751

Case No. 10,547.

In re OPELOUSA & G. W. R. CO. et al.

[3 N. B. R. (Quarto) 31.]1

District Court, D. Louisiana.

1869.

BANKRUPTCY—RAILROAD CORPORATIONS.

At law.

(We have waited some time to ascertain the result of an endeavor to obtain a more detailed and authentic report of the opinion of Judge DURELL in this case. We understand that it was, like most of the opinions delivered by that learned judge, an oral one, and has not been written out. The points given below are believed to be substantially correct, and are laid before our readers with these remarks.—Ed.)

DURELL, District Judge, rendered an elaborate opinion, taking up the various points involved in the case seriatim, and discussing them at length. He decided, first, that railroad corporations, from their character as branches of the great system of internal improvements did not, in his opinion, come within the regime of the bankrupt law, and spoke in the most eloquent terms of these great national highways of commerce.

Judge DURELL also decided that, were the road subject to be placed in bankruptcy, it had not committed an act which could place it there.
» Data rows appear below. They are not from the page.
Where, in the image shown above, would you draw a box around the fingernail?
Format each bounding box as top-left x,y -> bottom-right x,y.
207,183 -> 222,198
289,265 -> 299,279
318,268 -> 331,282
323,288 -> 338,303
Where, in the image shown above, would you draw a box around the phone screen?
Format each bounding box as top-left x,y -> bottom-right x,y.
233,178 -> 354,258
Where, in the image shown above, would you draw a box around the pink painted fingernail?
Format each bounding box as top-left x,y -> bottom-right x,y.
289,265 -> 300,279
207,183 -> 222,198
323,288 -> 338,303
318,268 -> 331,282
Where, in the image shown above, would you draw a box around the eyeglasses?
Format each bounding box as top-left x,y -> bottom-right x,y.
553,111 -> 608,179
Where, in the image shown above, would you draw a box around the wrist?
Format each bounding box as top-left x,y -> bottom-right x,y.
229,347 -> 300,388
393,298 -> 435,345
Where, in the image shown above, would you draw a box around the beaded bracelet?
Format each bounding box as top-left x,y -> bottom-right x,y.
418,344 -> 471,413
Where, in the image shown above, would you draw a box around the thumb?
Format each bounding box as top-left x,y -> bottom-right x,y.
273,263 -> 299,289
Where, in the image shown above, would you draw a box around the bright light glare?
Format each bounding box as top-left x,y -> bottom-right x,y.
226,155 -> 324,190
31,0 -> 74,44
The judge cited at length the act creating the corporation, and a supplemental act touching the same, showing that special provisions were made in them for the manner of placing the road in insolvency, when it could be shown by its creditors that it was insolvent, the president and directors to act as commissioners in such an event to wind up the business of the corporation.

The judge refuted the idea that, because the bonds of the road were at a mere nominal value, the road could be considered insolvent, and cited instances where commercial paper was sold on the market at a very depreciated rate, and still the maker could not be considered by any means a bankrupt.

The tender in open court to pay the coupons sued upon, the court considered an error of counsel, for which the company was not to be held responsible.

In making a resume of the assets and liabilities of the road, the judge was of opinion that the road was able to meet all demands made upon it, though he did not consider that the corporation had been managed in a very successful manner.

THE COURT held that bonds and coupons of a railroad were not commercial paper within the meaning of the bankruptcy act [of 1867 (14 Stat. 517)] and that the paying of coupons of interest after suit was brought or threatened upon the same, was not a preferring of one creditor over another.